Native to the Finger Lakes Region
A 2' tall plant with a reddish flower spathe and mottled leaves that expand after flowering.
Moisture and Soil: moist to wet rich soil
Seed Treatment and Storage: Keep seed moist. Needs cold/moist stratification. Standing the pot in water will help germination.
Skunk cabbage roots can be processed into starch and made into bread, but it may cause an unpleasant burning and puckering sensation a few minutes after ingestion. The young greens are more palatable but should be boiled in several changes of water. Skunk cabbage has documented uses among the Abnaki, Chippewa, Delaware, Haudenosaunee, Malecite, Menominee, Meskwaki, Micmac, Mohegan and Nanticoke. Its host of medicinal applications included anticonvulsant (for epilepsy), external antirheumatic, gynecological aid, and anthelmintic (worm medicine). The Haudenosaunee cooked the young leaves and shoots with salt, pepper or butter and even used a wash of the powdered root as an underarm deodorant.
The statements above were sourced from:
Fernald, Merritt Lyndon, and Alfred Charles Kinsey Kinsey. 1958. Edible Wild Plants of Eastern North America. 2nd ed. New York, NY: Harper and Row.

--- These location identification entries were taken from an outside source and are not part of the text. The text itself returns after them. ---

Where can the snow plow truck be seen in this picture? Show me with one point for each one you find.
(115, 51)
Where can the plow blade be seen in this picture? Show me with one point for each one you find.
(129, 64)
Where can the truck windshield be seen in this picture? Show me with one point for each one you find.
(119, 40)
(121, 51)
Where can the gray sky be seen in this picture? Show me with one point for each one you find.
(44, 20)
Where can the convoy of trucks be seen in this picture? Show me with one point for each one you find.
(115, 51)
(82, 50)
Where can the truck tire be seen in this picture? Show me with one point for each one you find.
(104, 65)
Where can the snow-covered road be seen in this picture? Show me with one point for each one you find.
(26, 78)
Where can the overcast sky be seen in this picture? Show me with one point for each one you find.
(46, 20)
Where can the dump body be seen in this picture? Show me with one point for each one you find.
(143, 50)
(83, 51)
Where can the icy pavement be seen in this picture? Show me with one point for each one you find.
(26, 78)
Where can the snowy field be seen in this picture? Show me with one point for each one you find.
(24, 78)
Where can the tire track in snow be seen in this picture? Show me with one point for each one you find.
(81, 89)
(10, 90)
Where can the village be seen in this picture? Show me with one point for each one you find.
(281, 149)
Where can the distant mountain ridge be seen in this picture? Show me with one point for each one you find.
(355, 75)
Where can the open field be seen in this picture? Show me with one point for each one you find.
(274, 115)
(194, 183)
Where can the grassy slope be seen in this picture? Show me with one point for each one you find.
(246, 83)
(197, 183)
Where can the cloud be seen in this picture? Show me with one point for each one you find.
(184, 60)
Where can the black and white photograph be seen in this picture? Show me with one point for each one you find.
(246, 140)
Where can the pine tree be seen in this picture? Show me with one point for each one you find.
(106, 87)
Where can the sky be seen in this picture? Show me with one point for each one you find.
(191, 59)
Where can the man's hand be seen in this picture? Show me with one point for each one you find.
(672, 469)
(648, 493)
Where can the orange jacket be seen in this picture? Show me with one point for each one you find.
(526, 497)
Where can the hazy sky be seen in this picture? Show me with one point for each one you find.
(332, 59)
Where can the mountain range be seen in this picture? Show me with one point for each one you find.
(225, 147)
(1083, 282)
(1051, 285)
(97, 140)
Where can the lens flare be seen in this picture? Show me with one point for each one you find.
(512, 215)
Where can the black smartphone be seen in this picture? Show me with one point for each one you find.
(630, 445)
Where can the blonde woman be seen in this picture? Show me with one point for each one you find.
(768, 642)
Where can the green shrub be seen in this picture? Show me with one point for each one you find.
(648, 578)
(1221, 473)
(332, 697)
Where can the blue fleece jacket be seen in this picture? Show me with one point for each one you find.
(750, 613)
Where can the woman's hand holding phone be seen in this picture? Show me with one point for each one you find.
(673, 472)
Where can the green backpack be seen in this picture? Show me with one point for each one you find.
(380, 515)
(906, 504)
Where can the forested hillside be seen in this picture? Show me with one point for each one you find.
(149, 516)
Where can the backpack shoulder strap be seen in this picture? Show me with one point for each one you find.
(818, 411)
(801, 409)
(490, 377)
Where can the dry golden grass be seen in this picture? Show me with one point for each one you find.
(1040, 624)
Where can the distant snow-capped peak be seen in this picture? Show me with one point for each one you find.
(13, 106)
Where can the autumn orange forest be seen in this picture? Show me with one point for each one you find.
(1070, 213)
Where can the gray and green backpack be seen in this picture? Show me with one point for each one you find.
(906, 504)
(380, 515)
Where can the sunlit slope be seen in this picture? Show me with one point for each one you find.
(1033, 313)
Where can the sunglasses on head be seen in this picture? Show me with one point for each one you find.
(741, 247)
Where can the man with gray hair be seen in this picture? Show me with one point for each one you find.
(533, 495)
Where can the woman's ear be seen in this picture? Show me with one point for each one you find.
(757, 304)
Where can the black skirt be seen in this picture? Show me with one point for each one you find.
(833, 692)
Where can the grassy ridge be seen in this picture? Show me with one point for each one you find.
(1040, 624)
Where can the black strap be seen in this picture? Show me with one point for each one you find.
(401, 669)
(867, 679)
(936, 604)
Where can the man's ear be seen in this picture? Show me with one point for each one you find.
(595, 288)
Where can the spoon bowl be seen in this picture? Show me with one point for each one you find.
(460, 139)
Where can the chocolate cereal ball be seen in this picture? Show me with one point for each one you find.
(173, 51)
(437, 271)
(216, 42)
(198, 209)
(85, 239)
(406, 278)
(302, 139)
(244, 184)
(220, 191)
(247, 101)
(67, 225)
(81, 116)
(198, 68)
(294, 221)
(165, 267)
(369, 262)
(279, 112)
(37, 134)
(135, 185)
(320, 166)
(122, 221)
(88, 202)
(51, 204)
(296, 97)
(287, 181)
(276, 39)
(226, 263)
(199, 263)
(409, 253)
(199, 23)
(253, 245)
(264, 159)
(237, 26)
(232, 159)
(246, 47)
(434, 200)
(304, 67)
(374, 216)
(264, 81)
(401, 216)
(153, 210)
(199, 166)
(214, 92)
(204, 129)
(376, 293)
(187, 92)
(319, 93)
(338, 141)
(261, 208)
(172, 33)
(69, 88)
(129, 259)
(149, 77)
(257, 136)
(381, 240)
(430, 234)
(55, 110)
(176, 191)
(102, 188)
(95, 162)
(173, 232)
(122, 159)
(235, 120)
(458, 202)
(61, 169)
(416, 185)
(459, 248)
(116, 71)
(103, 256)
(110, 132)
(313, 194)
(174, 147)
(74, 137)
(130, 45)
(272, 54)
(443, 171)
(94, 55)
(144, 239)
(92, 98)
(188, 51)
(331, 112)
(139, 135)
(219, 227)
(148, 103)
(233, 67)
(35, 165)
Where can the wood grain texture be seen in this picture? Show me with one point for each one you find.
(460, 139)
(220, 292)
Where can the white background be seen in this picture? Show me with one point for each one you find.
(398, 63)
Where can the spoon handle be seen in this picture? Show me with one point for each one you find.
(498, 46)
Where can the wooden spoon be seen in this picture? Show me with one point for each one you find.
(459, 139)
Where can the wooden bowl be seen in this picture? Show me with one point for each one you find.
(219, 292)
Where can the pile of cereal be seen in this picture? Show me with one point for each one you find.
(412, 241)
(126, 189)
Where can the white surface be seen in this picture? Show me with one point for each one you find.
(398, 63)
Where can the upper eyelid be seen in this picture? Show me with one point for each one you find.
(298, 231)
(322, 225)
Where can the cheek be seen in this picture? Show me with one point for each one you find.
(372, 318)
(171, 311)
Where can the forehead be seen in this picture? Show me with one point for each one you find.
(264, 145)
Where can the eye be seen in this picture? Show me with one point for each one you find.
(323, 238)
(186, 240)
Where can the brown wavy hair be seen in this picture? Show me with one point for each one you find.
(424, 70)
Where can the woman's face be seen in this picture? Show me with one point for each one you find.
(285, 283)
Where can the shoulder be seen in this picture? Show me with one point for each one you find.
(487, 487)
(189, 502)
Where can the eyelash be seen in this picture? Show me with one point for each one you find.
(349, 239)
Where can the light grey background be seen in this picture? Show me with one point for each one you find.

Native American Ethnobotany Database: http://naeb.BRIT Native American Ethnobotany Database.org/
The colorful flower spathe is a warm refuge for insects in early spring. The carrion-like scent of the flowers attracts flies that lay their eggs in the flower and inadvertently cause cross-pollination. Slugs and snails occasionally feed on the foliage, while spiders take up residence inside the spathe to ambush visiting insects. Most herbivores avoid skunk cabbage foliage, but hungry black bears and snapping turtles may sample the leaves in early spring when they come out of hibernation. Wood ducks, ruffed grouse, ring-necked pheasants, and bobwhite quail eat skunk cabbage seeds.
Ingesting the plant can cause mouth pain and irritation thanks to the presence of oxalates. Overconsumption can lead to kidney failure and even death.
Smelly skunk cabbage is the earliest plant to flower in the garden. The plant uses energy stored in its roots to produce heat in early spring and can melt through snow.